Um cinegrafista de Auguste e Louis Lumière (os inventores oficiais do cinema, embora muitos outros, na mesma ocasião, tentassem, em outros países, a projeção das imagens em movimento), Alexandre Promio, numa gôndola num canal de Veneza, liga o seu cinematografo e, a filmar os casarios com a barca em movimento, descobriu um movimento de câmera, o travelling. Um inglês, em 1901, G.A. Smith, da Escola de Brighton, Inglaterra, enquanto registra uma cena de uma mulher diante de um fogão, que está a ponto de explodir, em plano geral, tem a idéia de cortar e introduzir, neste, um close up do rosto da mulher aflita com o acidente prestes a acontecer. A descoberta da inserção de um close dentro de um plano geral é um grande passo na evolução da linguagem.

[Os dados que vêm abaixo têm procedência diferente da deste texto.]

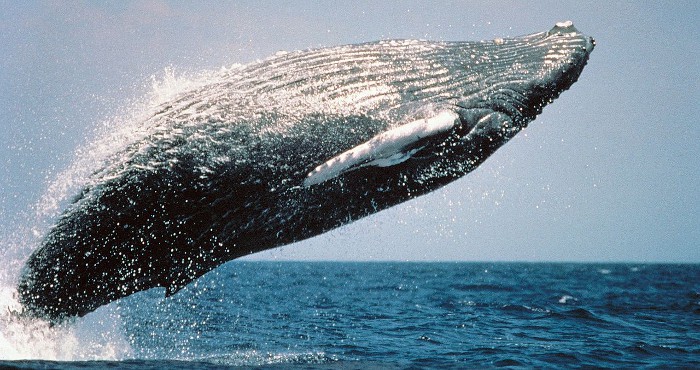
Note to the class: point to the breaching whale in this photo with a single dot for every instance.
(288, 148)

Assim como a montagem alternada, quando se vê, simultaneamente, vários espaços que se alternam em ritmo crescente até que se convergem num único espaço. A grosso modo, num filme do princípio do século XX, ainda nos primórdios da invenção, o exemplo da mulher que, amarrada aos trilhos por bandidos inescrupulosos (primeiro espaço), está quase a ser espedaçada pelo trem que vai vindo ao longe (segundo espaço) e que, com o desenvolvimento da narrativa, está cada vez mais perto, enquanto o mocinho, namorado da mocinha, toma conhecimento de que ela está em perigo (terceiro espaço) e vai em disparada salvá-la. No final, os três espaços se unificam no primeiro, com a chegada do mocinho, que consegue desamarrar a namorada dos trilhos, e fazer parar o trem. Outros elementos da linguagem são descobertos neste período, principalmente por Griffith em seu período na Biograph (ler, neste sentido, o fundamental livrinho da coleção Encanto Radical (Brasiliense, 1984) de autoria de Ismail Xavier: D.W. Griffith: O nascimento de um cinema ou, também muito importante, Serguei M. Eisenstein: Geometria do êxtase, da mesma coleção e editora, de Arlindo Machado).

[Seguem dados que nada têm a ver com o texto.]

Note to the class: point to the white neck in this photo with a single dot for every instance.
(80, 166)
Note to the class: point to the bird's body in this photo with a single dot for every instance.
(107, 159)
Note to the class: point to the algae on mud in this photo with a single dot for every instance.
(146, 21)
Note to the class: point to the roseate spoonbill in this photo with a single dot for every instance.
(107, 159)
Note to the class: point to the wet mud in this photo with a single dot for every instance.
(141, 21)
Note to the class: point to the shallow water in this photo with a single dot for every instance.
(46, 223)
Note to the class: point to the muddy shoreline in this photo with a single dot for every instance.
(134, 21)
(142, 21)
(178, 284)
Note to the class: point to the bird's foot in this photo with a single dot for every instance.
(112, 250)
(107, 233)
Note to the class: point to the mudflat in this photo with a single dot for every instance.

Griffith, nos dois filmes citados, é aquele que consegue sistematizar, com eficiência dramática, as descobertas anteriores dos elementos da linguagem cinematográfica. Mas a linguagem ainda precisa de muitas décadas para se aperfeiçoar e se cristalizar, o que se dá em meados da década de 60. Os inventores de fórmulas (Hitchcock, Eisenstein, Orson Welles...) deixam de existir para dar lugar a um cinema de estilo.
Existem, a rigor, entre os realizadores cinematográficos, dois modos fundamentais de abordar o mundo: o cerebral/conceitual e o sensorial/intuitivo. Classificação formulada por Marcel Martin em A linguagem cinematográfica (pág 245), editado várias vezes por diversas editoras e livro imprescindível para um conhecimento básico da dita cuja. O exemplar que se está em mãos é da Brasiliense de 1990.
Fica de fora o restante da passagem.